Framing and presenting work


Margaret Thatcher
Weaving in a box-type frame
I'm organising a 'show and share' session next week for our WCE group, Great Western Embroiderers, about framing and presenting work  - cheaply. That, of course, is the catch. We all know of framers who will charge over £100 to stretch and frame an A4 sized piece of work (and they do a good job) but for our group that is just not worth while if they are to offer work for sale at a sensible price.

Trips to Hobycraft or IKEA are much more likely to yield realistic results so I'm searching out suitable examples and hoping to glean some more ideas from the group.

I'm going to show them how I do my shallow box-type frames for my woven pieces as my contribution. These are  improvised from a suitably sized mount, spaced from the work and reinforced by strips of foam core board which also edge the box part of the frame. I then attach the work to more foam core board covered with a light muslin and put the whole thing into a deepish Hobycraft frame. It is then backed all over with hard-board to give more depth for the work - quite easy to do and not requiring many carpentry skills but seeming to look quite convincing - and really cheap.

Sea Sampler - in a commercial frame
I'll also show them a photo of my Sea Sampler - commercially framed and behind glass as a gift for a friend - so we can discuss choice of the frame colour to harmonise with the work.

I know also that it will provoke much debate about using glass. Buyers so often seem to prefer things behind glass but I don't normally do that for my own work and won't be for our upcoming exhibition - I almost never do, in fact. To me, glass seems to put a physical barrier between work and the viewer. There is almost always too much reflection and it stops people being able to see the details easily. I like people to be able to touch my work, and to experience the tactile character of the textile.

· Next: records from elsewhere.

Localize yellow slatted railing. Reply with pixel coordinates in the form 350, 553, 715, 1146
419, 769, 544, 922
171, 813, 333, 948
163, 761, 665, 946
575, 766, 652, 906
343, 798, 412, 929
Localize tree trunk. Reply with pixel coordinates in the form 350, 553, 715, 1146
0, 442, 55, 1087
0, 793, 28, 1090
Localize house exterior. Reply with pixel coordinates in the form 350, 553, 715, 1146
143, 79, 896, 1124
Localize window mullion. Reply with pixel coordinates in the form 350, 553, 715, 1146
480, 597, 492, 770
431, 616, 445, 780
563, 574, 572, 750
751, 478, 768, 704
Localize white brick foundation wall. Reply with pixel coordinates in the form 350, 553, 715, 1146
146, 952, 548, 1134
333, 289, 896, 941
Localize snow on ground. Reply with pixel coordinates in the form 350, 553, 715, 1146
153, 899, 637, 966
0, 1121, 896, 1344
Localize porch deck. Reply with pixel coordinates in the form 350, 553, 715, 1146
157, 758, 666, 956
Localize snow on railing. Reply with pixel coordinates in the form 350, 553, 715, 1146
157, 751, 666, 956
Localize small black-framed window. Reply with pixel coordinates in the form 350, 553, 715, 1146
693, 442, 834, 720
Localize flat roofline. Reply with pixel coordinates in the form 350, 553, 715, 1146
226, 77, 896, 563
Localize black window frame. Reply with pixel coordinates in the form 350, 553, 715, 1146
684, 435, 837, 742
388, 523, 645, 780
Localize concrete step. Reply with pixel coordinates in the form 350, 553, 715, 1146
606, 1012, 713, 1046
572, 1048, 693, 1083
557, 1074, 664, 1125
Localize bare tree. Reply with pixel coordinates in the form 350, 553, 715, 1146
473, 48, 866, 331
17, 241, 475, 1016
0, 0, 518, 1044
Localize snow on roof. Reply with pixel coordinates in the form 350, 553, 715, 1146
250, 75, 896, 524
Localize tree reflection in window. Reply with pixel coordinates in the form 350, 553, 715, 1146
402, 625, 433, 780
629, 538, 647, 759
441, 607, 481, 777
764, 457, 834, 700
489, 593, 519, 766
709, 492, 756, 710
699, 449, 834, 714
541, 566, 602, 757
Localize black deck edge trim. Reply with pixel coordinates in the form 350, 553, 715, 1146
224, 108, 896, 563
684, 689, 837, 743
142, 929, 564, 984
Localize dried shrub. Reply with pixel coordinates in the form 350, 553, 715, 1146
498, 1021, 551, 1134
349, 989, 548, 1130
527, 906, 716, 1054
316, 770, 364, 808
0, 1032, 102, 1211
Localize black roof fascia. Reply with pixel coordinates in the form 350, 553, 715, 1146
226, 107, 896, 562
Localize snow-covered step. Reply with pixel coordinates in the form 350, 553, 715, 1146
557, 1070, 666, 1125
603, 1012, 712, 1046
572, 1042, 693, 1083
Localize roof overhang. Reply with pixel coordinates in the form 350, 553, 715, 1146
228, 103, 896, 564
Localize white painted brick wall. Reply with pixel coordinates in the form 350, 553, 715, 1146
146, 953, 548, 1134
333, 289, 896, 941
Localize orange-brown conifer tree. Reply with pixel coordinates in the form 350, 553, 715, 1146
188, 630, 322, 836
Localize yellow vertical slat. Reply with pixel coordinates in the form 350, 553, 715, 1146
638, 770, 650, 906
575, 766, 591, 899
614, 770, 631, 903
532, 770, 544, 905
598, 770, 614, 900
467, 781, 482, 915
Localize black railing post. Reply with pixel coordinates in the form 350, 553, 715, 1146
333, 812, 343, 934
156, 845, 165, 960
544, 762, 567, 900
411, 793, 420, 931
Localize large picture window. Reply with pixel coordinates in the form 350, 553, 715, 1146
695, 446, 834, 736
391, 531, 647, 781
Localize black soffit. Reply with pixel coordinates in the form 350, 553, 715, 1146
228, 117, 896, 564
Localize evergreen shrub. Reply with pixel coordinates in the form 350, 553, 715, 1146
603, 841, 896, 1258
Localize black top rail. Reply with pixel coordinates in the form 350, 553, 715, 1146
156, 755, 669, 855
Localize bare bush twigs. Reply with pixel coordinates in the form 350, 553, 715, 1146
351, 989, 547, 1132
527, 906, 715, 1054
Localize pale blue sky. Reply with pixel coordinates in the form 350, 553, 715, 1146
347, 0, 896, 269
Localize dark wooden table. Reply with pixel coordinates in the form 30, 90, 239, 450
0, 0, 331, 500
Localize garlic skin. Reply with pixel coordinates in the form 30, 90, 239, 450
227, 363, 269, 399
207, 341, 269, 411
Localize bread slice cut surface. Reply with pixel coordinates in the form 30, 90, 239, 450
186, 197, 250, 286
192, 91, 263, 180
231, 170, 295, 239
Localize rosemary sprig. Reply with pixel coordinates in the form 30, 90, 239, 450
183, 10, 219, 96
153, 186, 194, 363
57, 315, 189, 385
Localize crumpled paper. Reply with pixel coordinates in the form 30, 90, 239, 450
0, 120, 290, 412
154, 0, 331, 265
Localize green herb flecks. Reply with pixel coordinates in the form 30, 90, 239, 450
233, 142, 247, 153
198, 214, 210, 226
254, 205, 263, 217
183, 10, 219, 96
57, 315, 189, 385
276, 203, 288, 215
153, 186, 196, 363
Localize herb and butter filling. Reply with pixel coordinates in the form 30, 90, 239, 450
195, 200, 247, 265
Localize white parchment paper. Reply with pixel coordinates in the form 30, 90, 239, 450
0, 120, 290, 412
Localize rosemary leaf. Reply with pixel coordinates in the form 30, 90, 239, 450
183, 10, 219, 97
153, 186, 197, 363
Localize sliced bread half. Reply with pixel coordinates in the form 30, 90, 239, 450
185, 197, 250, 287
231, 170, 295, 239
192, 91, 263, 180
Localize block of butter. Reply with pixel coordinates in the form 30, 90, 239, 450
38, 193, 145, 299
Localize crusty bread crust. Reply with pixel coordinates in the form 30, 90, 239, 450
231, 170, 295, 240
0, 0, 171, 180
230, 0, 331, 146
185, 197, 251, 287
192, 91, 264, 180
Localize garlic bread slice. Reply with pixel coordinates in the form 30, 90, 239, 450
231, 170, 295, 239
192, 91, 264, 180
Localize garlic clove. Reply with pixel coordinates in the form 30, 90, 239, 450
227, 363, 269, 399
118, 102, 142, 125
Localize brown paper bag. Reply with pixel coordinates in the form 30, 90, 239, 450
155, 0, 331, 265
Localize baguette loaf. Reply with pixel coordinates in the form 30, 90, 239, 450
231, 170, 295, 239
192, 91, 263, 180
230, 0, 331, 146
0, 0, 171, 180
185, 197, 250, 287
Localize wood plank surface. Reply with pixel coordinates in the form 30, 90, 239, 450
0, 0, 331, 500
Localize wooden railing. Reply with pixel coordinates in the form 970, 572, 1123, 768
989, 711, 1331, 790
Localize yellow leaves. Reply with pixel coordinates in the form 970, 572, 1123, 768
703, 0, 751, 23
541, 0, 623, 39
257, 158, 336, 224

I know that there is concern about work getting dusty but I don't really find that a problem. A gentle blow and shake seems to be all that is needed. A friend recently gave me what sounds like a great tip for cleaning unglazed textiles when they've been on the wall a while. She gets out her hoover, covers the metal end of the wand with a pop sock, tightly attached with a rubber band, turns on the hoover and moves the end gently over the textile, about 1 cm from the surface. Dust is removed and textile undamaged. She assures me it does work. Do I dare to try?